Le ferite, anche a distanza di settantacinque anni continuano a sanguinare perché spesso, anche dopo la Liberazione i colpevoli non sono stati puniti e i tribunali hanno preferito assolvere o peggio non condannare, magari per insufficienza di prove, o perché si è accettata la tesi che molti si limitassero a eseguire ordini superiori. L'amnistia, per coloro che avevano avuto responsabilità nel regime repubblichino, concepita nello spirito di pacificazione degli animi, fu applicata in larga misura, fino a passar sopra anche ad alcuni crimini che venivano gabellati per fatti di guerra.

Non si doveva permettere nel dopo-Liberazione, che la colpa dei crimini compiuti deliberatamente dai nazifascisti senza nessuna umanità, potesse, poi, attraverso un processo di metamorfosi della memoria, gettare ombre anche dove non esistevano. Forse anche perché, non è stato evidenziato abbastanza che i boia nazifascisti non avevano nessun diritto e nessuna giustificazione di straziare donne, bambini e vecchi innocenti, presentando questi crimini come reazione alle azioni di guerra partigiane, questa era un cinica e infame menzogna, poiché le stragi rientravano in una precisa strategia, lucidamente elaborata e spietatamente messa in pratica.

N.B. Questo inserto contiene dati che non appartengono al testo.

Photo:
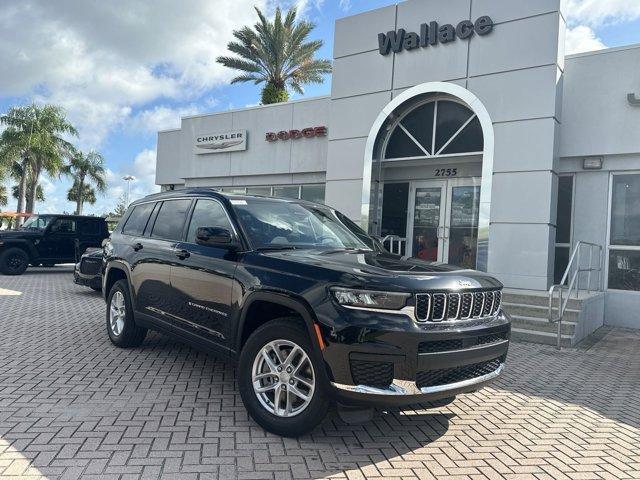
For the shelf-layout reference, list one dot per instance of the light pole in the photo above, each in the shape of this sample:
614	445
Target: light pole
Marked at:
128	179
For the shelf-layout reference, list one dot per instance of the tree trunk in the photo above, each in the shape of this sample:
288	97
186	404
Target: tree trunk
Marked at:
79	198
22	187
32	190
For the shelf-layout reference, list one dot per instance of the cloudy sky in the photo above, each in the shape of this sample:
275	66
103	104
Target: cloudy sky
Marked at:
123	69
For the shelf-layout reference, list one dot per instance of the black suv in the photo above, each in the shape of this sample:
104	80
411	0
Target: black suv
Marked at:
311	307
48	240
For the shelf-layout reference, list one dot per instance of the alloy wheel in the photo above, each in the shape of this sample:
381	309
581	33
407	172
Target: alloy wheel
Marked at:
283	378
117	313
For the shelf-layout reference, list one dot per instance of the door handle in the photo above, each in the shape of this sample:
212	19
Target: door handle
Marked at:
182	254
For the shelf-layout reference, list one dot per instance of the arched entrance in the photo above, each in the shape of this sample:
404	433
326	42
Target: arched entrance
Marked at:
431	152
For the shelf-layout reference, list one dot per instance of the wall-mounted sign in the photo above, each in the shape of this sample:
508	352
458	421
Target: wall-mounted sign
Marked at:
431	34
221	142
308	132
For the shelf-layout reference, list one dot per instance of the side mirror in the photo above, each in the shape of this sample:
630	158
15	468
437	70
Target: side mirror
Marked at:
215	237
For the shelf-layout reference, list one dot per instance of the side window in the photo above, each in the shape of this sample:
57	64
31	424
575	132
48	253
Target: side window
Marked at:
63	225
170	219
138	219
207	213
89	227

Infatti, le azioni di guerra partigiana erano colte dai tedeschi come pretesto e come copertura alle loro infamie e per cercare di creare fratture profonde tra le popolazioni e il movimento partigiano. Le stragi, gli eccidi e le rappresaglie avevano lo scopo di preparare il terreno per l'arretramento delle truppe impegnate sulla linea del fronte ed evitare loro qualsiasi ostacolo allo svolgimento delle manovre. Ma tutto quello che veniva inflitto alle popolazioni inermi conferma un fatto essenziale e cioè che partigiani e civili erano un tutt'uno, uniti nella lotta contro il nemico invasore, protagonisti tutti, seppure in forme diverse, di una guerra patriottica per la liberazione del Paese.

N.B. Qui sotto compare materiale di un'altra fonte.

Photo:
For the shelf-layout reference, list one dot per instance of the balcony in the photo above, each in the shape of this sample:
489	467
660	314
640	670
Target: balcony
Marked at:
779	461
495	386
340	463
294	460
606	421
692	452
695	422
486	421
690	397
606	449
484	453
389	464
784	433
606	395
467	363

Tutto questo non sempre è stato detto e scritto con la necessaria chiarezza, dando adito a furiosi attacchi mirati ora a negare la verità sull'Olocausto o, nel caso italiano, a minimizzare le responsabilità dei fascisti e dei repubblichini nelle persecuzioni razziali e nei rastrellamenti degli ebrei, oppure ridicolizzando l'apporto militare della Resistenza al conseguimento della vittoria sui nazifascisti. È vero, anche, che nel tempo un certo conformismo celebrativo ha assopito un dibattito che avrebbe dovuto essere più ampio e divulgativo e che tanti guai a prodotto soprattutto nei giovani, spesso non in grado di filtrare informazioni distorte e fuorvianti che riguardavano la Resistenza e la Liberazione.

Come tutte le storie degli uomini, anche fra i partigiani ci fu chi commise degli errori, anche molto gravi: ma la storia non può essere cancellata o manipolata, perché in quegli anni è avvenuto un fatto nuovo e straordinario per qualità e per dimensioni. Le classi meno privilegiate, gli operai e i contadini, accanto agli intellettuali, hanno affrontato la morte con una dignità morale, con un bisogno di giustizia e di pace, con una speranza nel futuro che venivano dal confronto quotidiano tra coscienza e oppressione, tra i principi elementari della fraternità che non conosce frontiere e la legge corruttrice del dominio dell'uomo sull'uomo.